No convictions result from arrests at house party
33 people at Marlboro home were charged with CDS possession in 2002
BY LARRY RAMER
Staff Writer

MARLBORO — None of the 33 people who were arrested at a house party and charged with drug possession on Aug. 18, 2002 will ever be punished for being in the wrong place at the wrong time.

Although 33 people were charged with possession of a controlled dangerous substance, prosecutors never proved a case against any of the individuals.

The 12 adults (18-year-olds) who were arrested were found not guilty in municipal court and the 21 minors who were arrested had no charges pressed against them following a review of the case by the Monmouth County Prosecutor’s Office.

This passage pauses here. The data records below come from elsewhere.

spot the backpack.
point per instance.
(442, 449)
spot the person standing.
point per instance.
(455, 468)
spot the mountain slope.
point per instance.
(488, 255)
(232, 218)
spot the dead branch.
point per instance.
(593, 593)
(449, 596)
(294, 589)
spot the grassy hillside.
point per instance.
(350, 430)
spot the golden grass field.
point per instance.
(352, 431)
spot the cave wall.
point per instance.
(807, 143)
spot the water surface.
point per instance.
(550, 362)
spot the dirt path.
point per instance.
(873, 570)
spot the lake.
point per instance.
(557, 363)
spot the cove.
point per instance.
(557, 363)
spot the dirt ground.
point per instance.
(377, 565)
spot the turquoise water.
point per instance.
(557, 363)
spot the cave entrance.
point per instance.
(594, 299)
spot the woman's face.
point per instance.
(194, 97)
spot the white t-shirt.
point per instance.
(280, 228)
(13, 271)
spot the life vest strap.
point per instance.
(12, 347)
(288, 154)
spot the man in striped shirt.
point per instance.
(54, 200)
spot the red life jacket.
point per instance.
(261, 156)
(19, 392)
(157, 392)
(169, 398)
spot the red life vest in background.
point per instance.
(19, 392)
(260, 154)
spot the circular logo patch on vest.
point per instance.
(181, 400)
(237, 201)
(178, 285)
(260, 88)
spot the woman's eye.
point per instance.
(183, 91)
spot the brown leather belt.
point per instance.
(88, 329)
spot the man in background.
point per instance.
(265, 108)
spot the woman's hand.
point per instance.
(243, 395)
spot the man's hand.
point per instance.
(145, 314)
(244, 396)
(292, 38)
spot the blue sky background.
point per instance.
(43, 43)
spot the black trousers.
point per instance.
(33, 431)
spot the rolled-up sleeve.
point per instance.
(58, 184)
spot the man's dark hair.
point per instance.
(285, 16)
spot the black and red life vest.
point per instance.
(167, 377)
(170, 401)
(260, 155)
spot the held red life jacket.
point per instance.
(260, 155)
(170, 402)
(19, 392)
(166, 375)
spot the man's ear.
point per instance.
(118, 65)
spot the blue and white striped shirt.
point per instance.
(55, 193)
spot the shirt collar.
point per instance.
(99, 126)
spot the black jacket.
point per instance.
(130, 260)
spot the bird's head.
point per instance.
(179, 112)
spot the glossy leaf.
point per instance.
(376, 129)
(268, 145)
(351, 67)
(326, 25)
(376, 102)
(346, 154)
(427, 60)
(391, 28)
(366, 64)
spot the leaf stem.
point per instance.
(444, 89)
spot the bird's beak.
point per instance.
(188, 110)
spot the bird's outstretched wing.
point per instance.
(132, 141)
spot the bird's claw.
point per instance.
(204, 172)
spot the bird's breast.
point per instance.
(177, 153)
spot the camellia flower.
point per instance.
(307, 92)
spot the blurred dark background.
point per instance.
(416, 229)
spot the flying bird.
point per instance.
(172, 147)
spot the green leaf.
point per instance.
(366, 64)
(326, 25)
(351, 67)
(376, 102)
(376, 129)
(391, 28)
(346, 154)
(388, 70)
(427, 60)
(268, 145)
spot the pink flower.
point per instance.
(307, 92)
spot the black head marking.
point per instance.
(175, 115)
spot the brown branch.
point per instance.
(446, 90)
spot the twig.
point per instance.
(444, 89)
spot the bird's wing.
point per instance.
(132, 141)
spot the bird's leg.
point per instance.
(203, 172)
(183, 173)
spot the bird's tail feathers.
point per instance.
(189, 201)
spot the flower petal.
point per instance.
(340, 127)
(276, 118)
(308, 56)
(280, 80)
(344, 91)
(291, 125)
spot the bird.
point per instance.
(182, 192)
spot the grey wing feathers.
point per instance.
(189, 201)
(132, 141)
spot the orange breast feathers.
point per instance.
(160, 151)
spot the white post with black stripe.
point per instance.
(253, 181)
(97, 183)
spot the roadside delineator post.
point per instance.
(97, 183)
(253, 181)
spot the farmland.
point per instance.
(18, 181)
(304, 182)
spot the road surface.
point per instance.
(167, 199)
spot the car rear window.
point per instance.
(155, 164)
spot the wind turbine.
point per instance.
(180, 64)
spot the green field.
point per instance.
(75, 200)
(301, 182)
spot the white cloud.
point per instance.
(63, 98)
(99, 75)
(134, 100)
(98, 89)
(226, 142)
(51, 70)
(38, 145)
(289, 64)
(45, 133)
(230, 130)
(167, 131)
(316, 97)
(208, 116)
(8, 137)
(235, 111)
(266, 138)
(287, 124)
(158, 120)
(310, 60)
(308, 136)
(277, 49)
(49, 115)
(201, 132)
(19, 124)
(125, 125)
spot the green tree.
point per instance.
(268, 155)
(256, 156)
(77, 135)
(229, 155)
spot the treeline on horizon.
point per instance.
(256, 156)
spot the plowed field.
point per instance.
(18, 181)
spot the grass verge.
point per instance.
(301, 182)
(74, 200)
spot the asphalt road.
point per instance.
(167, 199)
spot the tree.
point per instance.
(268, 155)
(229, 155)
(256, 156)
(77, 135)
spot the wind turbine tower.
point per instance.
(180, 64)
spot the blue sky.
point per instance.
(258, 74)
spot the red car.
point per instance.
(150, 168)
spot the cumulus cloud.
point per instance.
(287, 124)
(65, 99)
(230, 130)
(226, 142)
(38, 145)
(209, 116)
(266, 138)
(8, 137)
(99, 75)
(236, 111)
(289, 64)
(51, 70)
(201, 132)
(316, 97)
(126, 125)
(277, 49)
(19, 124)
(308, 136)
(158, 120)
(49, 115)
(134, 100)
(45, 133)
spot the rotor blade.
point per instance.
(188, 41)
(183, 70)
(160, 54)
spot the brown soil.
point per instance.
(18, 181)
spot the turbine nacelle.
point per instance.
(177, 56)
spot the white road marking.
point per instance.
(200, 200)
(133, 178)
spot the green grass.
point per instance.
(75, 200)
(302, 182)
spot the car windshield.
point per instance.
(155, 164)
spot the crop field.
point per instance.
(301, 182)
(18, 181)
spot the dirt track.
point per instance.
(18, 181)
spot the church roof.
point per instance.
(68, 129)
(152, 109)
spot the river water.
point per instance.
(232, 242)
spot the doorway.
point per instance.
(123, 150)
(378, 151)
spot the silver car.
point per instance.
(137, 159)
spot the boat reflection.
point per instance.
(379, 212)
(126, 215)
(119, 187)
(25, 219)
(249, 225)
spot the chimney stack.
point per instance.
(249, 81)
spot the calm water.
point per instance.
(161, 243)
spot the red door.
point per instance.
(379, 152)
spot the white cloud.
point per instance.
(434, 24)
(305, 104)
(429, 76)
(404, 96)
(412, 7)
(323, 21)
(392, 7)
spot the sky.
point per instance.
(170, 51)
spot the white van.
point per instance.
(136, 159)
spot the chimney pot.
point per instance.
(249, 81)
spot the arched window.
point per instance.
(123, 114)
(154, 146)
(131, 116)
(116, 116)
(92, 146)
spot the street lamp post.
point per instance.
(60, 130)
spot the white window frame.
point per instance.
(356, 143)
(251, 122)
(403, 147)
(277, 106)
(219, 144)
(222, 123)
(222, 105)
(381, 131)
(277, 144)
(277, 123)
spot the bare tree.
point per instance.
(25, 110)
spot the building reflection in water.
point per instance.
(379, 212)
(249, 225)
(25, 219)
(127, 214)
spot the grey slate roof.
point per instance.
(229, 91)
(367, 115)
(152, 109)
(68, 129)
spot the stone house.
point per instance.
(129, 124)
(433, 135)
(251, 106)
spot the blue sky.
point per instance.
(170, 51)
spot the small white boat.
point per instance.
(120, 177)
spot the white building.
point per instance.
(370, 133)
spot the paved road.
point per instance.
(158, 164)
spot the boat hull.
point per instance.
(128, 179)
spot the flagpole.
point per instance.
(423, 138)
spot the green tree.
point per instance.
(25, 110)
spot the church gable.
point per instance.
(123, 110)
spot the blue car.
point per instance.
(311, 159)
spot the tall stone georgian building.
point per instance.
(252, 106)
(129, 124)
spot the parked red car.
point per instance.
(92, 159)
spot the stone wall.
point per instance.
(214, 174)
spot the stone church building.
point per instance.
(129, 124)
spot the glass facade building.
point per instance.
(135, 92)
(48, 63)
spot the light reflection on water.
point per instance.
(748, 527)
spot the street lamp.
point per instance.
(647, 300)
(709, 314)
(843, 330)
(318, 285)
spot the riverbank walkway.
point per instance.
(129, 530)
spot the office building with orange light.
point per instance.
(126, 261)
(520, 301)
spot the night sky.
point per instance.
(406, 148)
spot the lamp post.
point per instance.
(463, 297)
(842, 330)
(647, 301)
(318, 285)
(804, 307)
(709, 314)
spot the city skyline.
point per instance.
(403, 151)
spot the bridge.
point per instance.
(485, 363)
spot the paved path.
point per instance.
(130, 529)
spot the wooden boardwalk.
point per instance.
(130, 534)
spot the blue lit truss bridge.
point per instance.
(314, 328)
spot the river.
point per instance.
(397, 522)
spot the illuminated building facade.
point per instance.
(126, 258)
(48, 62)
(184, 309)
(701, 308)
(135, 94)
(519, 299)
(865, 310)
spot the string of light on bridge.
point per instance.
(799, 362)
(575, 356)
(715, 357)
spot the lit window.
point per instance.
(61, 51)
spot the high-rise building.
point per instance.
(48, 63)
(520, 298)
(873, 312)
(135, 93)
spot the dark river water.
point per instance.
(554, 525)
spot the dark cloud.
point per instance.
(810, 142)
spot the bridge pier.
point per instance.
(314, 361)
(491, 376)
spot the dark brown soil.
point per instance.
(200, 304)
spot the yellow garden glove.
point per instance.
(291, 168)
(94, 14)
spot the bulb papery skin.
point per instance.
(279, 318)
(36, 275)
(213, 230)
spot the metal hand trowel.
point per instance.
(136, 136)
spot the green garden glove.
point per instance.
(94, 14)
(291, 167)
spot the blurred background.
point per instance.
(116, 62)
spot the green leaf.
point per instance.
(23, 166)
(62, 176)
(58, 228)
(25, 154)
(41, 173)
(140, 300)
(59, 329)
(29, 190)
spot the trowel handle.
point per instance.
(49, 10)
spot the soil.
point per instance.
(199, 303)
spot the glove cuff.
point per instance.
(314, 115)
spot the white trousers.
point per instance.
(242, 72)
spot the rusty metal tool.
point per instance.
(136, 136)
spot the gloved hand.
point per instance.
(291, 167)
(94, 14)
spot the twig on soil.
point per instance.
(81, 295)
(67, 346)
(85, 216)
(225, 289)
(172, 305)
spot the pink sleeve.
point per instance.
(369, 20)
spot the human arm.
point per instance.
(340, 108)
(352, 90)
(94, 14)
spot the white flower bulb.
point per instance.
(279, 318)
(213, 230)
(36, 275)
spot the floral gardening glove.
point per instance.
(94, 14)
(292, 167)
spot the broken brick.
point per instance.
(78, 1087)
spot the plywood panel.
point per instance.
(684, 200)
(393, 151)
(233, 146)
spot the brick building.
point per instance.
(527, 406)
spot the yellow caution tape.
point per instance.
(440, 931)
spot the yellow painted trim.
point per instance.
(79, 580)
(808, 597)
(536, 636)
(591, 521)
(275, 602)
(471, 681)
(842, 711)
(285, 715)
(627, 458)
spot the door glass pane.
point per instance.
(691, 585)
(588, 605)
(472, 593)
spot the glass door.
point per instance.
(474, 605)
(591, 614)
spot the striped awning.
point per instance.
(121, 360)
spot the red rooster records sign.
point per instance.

According to a supplementary police report of the incident obtained by the News Transcript, police were initially called to the home on Stone Lane by an anonymous caller who reported there was a loud party taking place and several people urinating on his property.

Patrolman Andrew Goldberg and Patrolman Kenneth McGeehan responded to the call.

When the officers arrived at the home they went to the backyard patio and discovered what Goldberg described as "loose green and brownish vegetable matter with the distinct odor of marijuana on the table." They subsequently located a clear plastic bag containing "greenish vegetable matter with the distinct odor of raw marijuana."

According to the police report, the officers also found "several silver metal canisters that usually contain CO2 [carbon dioxide]" ... "a silver metal device that is used to inhale CO2 on the floor by one of the tables" and "a clear plastic bag containing several smaller clear plastic bags containing greenish vegetable matter that had the distinct odor of raw marijuana."

When asked Monday if it was nitrous oxide (laughing gas) that the police report should have referred to and not carbon dioxide, Marlboro police Capt. Brian Hall said the report should have referred to ni­trous oxide.

At that point, Sgt. Fred Reck and Patrolman Joseph Tomazic arrived at the home. According to Goldberg, "they were advised of the situation and advised that only one person was allowed into and out of the residence ... Alison Wexler, the 18-year-old daughter of the homeowner. Alison stated that she knew who had brought the CDS to her residence and that she would tell us who they were."

Wexler was not arrested or charged with any crime.

For 35 minutes, according to the re­port, officers asked those responsible for bringing drugs to the party to come for­ward. After no one did so, police arrested 33 people and charged them all with pos­session of a controlled dangerous sub­stance.

Defense attorney Steven Sanders, who represented one of the defendants, later claimed in a written brief that the police had violated the U.S. Constitution and New Jersey state law.

Sanders claimed police had violated the suspects’ Fourth Amendment rights by arresting them.

"When no one would claim ownership of those bags, the officers’ reaction was to arrest each and every individual at the party and charge them with possessing a controlled dangerous substance. In short, the penalty for one individual’s decision to invoke his or her Fifth Amendment privilege against self-incrimination was the violation of every other individual’s Fourth Amendment right to be free from unreasonable seizures," Sanders wrote.

According to Sanders, the police offi­cers also violated New Jersey law by ar­resting individuals simply because they were at a party where drugs were found.

"Mere presence has never been suffi­cient basis to arrest an individual. Something more, such as evidence giving rise to an inference of ‘dominion and con­trol’ is required," the attorney wrote.

Sanders went on to cite a relevant New Jersey court decision. In the deci­sion, a judge wrote that someone who is with several other people in a place where drugs are found cannot be accused of possessing the drugs unless additional evidence is produced.

Police also failed to test the bags which they believed contained marijuana for fingerprints, Sanders pointed out.

Marlboro police officials declined to comment on this case.

Barry Serebnick, director of the Monmouth County Prosecutor Office’s Division of Family Services, said, "Despite the good work of the Marlboro Police Department there was not enough evidence to prove the cases [against any of the juveniles] beyond a reasonable doubt."

Serebnick said his office only dealt with the juvenile defendants in the case and never attempted to bring charges against them.

Marlboro municipal prosecutor Allen Falk, discussing mass arrests in drug cases in general, said police occasionally arrest a group of people in a place where drugs are found in an attempt to convince one or more individuals to confess to the crime.

After hearing some of the circum­stances of the August 2002 case on Stone Lane and referring to the arrest of 33 people at the party, Falk said, "This [case] doesn’t surprise, shock or concern me."